Your particular angle on it might be novel, I’m not certain, but only because it’s an even worse idea. Formerly, there was a simple rule: remember to escape data when emitting HTML. You’ve replaced that with something complex: some things will be entity-encoded, and others won’t; and often you won’t want things entity-encoded. (You’re inappropriately tying API to HTML, by the looks of it.) This is just a bad abstraction that makes errors sure, and errors will lead to some mangled text in all cases, and security bugs in some cases.
It’s very similar to how the consensus is now well-established (though it’ll take plenty more time to be fully applied) in memory safety, a related security field: avoid languages like C, they’re too dangerous, use memory-safe languages instead.
Another well-established principle: parse at input, let your system deal with data, and serialise at output. Your approach instead serialises at input—and that only most of the time—and hopes you never need to parse.
I’m certain that I’ve upset you, and I’m sorry about that, but the approach really, truly is that bad, and I did just want to appeal to you to think it over. Look, if you can find someone experienced in web security and frontend framework design and things like that, preferably who’s been doing this for fifteen or twenty years, present the whole design to them, and see what they say. I genuinely expect horror.
As for your changes to escape_html, I’ll just ask why? because you’ve compounded the error. There is no plausible purpose for all the additions you’ve made. By encoding, you declare intent to feed the value to an HTML or XML parser in data state, single-quoted attribute state or double-quoted attribute state. In none of those states do any of these additions achieve anything. And if you’re making them for some other purpose, then you don’t want the HTML escaping in the first place.
Fifteen years ago, I would encounter both double-escaped HTML and entity-encoding in non-HTML contexts, far too often. Now, I feel like it’s years since I’ve seen such a thing, outside of text/plain parts of emails (but developers and marketers are frequently awful about text/plain parts).
The only advantage I can see in entity-encoding more characters, especially all normal punctuation, is that bad escaping is going to be caught earlier. But I say, if you reckon those worth escaping, why not go the whole hog and .replace(/./ug, s => '&#' + s.codePointAt(0) + ';')?

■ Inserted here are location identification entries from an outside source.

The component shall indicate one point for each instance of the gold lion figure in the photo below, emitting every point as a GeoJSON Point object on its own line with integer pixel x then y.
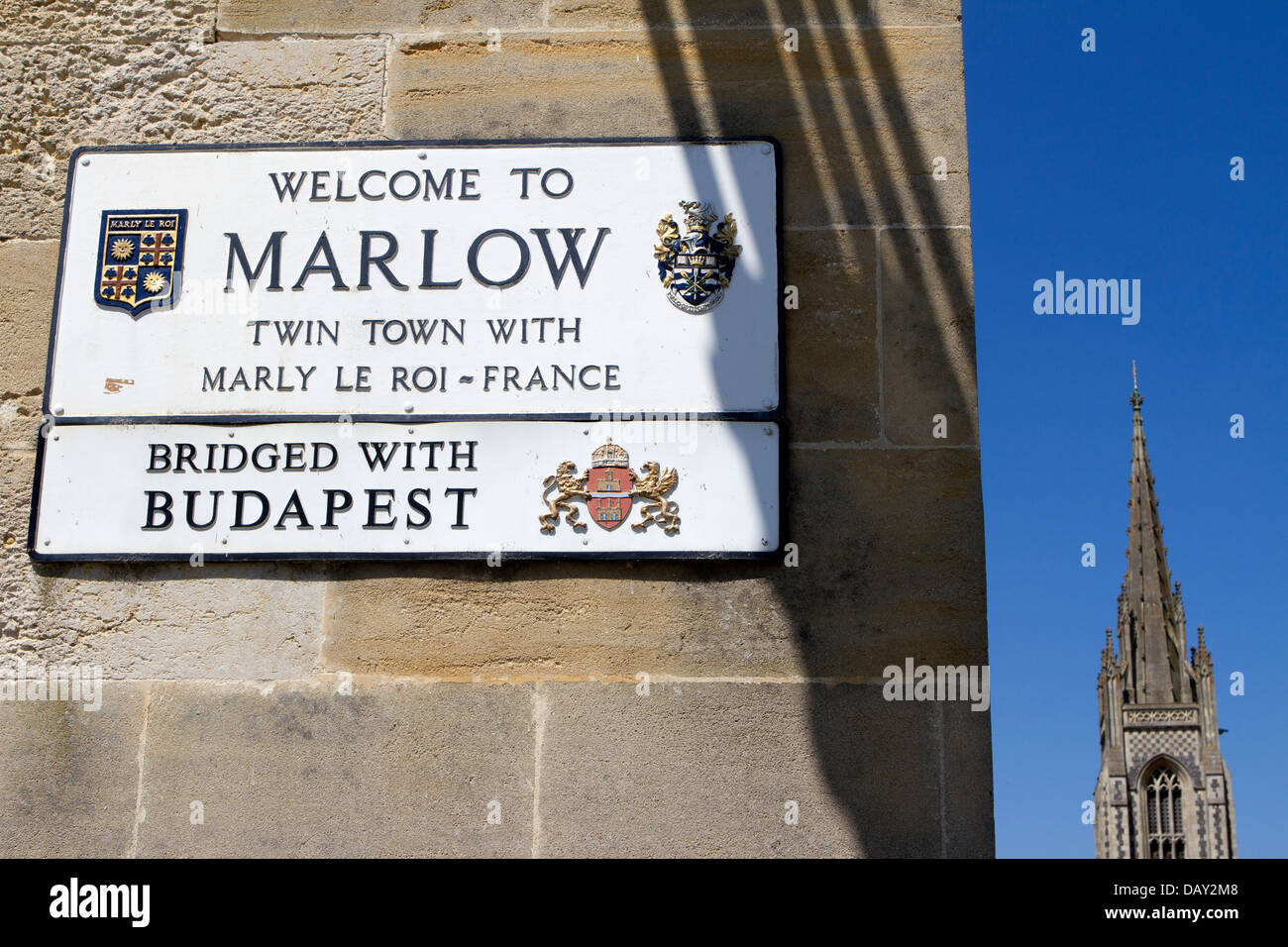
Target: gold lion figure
{"type": "Point", "coordinates": [669, 232]}
{"type": "Point", "coordinates": [657, 509]}
{"type": "Point", "coordinates": [570, 487]}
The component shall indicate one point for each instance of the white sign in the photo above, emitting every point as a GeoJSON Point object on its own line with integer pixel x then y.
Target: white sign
{"type": "Point", "coordinates": [657, 486]}
{"type": "Point", "coordinates": [415, 281]}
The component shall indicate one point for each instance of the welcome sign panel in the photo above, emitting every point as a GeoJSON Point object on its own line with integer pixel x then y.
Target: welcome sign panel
{"type": "Point", "coordinates": [419, 279]}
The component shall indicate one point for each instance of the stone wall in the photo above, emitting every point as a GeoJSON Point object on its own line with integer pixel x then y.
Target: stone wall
{"type": "Point", "coordinates": [393, 709]}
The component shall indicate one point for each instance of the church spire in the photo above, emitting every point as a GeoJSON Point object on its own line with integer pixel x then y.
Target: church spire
{"type": "Point", "coordinates": [1151, 634]}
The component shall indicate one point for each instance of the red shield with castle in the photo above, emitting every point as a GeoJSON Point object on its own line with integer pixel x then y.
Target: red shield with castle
{"type": "Point", "coordinates": [608, 486]}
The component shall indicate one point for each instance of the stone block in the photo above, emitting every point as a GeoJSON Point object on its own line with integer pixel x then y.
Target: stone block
{"type": "Point", "coordinates": [709, 770]}
{"type": "Point", "coordinates": [297, 771]}
{"type": "Point", "coordinates": [69, 779]}
{"type": "Point", "coordinates": [273, 90]}
{"type": "Point", "coordinates": [226, 621]}
{"type": "Point", "coordinates": [833, 386]}
{"type": "Point", "coordinates": [27, 272]}
{"type": "Point", "coordinates": [132, 22]}
{"type": "Point", "coordinates": [346, 17]}
{"type": "Point", "coordinates": [861, 121]}
{"type": "Point", "coordinates": [927, 311]}
{"type": "Point", "coordinates": [658, 14]}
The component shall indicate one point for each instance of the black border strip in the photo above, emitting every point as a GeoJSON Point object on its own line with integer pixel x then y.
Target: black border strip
{"type": "Point", "coordinates": [237, 420]}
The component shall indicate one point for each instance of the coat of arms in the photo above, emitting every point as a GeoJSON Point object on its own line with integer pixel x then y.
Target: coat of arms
{"type": "Point", "coordinates": [696, 266]}
{"type": "Point", "coordinates": [608, 488]}
{"type": "Point", "coordinates": [140, 260]}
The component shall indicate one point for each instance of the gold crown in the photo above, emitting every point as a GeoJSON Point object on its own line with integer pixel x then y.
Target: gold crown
{"type": "Point", "coordinates": [609, 455]}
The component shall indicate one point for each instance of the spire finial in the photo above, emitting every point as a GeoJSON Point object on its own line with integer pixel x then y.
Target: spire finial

I’m not sure what your experience is, but the impression I’m getting is that you’ve been largely just JavaScript. A lot of the problems you’re producing were best-known through PHP, and better type systems are a large part of the best solutions to these things. If I’m sounding you out correctly, I’d recommend that you look into and learn some strong statically-typed language, preferably one with algebraic data types (also called sum types). Rust has been my own preference for the last decade, but there are plenty of others that would guide you in similar lessons, like (in no particular order) C♯, Swift, Elixir, Kotlin, Scala, Haskell. (I don’t include TypeScript in this list, although it could definitely help with some of the lessons, because it’s too compromised by JavaScript limitations.) If you haven’t had any of this sort of experience, getting it will help you to write better JavaScript, and make better systems.
—⁂—
Now, for a specific matter:
> You hypothetically could store escaped HTML, but you'd have to show me where I'm encouraging it
<https://docs.cheatcode.co/joystick/node/escape_html#:~:text=...>
(And if you unconditionally entity-encode query string parameters… I don’t even want to think about the implications of that.)
I would also point out that https://docs.cheatcode.co/joystick/node/app/api/sanitization says:
> Sanitization is the process of scrubbing unexpected or unwanted HTML tags from the values returned by your API.
But this is not what you’ve implemented. You don’t actually scrub, you entity-encode.